A slew of new National Guard personnel are cycling into a major cyber task force for U.S. Cyber Command.
Details are scarce, but Task Force Echo, which falls beneath Army Cyber Command and supports Cyber Command’s mission more broadly, will likely work in network defense.
In a February ceremony, the Army welcomed new units into the task force, according to releases from the Department of Defense. Since being created three years ago, over 450 Army National Guard soldiers have been assigned to the task force.
In a February cermony, the Army welcomed new units into the task force.
“The soldiers before you are the warriors of the 21st century, and they bring skills and expertise that are changing the face of modern warfare,” Col. Brian Vile, commander of the 780th Military Intelligence Brigade, said of the two battalions during a ceremony. “Their skillful execution of their technically demanding tasks under both USCYBERCOM’s and the brigade’s ability to perform their assigned missions.”
Army Cyber Command head Lt. Gen. Stephen Fogarty praised the teams.

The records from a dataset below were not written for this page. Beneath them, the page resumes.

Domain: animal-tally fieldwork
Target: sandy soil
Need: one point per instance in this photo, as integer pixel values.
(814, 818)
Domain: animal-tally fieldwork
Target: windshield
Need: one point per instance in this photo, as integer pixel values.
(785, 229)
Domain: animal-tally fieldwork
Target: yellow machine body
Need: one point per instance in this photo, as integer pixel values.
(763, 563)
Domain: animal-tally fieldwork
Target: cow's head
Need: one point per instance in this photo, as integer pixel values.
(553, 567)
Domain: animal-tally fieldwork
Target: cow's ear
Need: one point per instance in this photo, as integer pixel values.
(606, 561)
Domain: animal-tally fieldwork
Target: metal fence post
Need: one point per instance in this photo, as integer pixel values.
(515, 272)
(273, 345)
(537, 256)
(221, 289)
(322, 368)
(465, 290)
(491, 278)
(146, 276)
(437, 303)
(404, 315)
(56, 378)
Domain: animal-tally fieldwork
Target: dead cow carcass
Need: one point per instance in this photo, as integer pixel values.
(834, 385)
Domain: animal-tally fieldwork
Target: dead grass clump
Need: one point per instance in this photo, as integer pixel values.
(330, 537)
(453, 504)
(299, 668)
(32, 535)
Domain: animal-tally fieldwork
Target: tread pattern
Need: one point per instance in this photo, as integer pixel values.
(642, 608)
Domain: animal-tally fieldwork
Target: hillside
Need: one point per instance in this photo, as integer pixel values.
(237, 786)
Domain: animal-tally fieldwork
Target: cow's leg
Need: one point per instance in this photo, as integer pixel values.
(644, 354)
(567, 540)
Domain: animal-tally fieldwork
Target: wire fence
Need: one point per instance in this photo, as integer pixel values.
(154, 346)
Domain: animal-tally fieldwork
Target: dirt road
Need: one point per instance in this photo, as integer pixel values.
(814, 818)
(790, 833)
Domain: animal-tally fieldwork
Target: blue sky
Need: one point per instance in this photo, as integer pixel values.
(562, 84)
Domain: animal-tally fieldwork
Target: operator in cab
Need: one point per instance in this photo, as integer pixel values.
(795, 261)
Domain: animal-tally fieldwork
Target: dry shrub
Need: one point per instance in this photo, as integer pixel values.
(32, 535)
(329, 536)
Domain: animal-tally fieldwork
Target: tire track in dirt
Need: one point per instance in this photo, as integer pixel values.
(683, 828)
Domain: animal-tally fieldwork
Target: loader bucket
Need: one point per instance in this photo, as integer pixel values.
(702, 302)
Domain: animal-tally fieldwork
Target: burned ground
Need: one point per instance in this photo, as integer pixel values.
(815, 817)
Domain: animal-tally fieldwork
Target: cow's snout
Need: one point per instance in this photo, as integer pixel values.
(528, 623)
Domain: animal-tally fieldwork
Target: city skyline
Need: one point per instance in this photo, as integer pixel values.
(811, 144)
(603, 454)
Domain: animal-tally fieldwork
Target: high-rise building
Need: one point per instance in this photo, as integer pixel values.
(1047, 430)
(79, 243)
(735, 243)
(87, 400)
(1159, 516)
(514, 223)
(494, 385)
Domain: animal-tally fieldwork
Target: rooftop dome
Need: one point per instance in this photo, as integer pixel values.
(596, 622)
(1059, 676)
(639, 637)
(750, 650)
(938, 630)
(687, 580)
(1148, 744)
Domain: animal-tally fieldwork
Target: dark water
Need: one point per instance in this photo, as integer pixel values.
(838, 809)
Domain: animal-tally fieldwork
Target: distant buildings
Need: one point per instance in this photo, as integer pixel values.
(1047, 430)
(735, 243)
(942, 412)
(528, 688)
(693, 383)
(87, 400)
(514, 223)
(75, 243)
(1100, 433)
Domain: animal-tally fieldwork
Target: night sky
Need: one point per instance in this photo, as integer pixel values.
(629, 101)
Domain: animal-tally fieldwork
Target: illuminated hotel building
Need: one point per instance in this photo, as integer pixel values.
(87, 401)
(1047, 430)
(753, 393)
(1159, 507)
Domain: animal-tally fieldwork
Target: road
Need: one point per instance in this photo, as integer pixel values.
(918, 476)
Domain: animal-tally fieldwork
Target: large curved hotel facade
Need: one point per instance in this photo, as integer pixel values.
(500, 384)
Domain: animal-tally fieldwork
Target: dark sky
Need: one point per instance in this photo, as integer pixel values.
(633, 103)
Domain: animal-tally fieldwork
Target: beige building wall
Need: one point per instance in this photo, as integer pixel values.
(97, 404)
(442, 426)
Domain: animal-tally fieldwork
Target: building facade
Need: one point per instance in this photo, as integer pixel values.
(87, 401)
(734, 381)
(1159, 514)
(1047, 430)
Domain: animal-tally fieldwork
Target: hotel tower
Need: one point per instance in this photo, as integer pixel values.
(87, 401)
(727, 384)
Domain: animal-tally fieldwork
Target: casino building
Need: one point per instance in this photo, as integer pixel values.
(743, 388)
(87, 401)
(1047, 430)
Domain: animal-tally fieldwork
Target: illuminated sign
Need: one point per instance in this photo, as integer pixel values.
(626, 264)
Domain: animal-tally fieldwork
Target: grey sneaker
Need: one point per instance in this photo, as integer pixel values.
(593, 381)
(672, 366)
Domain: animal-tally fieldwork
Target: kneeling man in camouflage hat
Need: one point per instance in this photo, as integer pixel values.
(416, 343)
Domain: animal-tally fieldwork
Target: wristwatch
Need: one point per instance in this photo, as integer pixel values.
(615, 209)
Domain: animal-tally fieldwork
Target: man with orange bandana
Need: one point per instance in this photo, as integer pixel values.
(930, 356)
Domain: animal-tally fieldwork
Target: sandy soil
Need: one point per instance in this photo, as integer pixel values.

The National Guard is considered a critical resource for the DoD’s cyber bench considering many personnel serve as cyber or IT professionals in their day jobs.
“The decision to utilize the dedicated, experienced, and technically skilled members of the Guard in this capacity clearly demonstrates the integral role the National Guard plays in the defense of our nation,” Vile said. “What is less obvious is that the unique skills and viewpoints they bring to the fight are the critical catalyst that ensures continued momentum from potential to demonstrated capability.”
Through what’s called the State Partnership Program, National Guard units from a particular state partner with a foreign nation, whose geographic size and military size roughly match the size of the state the Guard unit comes from.
The Guard has also been thought of a major resource to help with defending the local elections in the states they reside.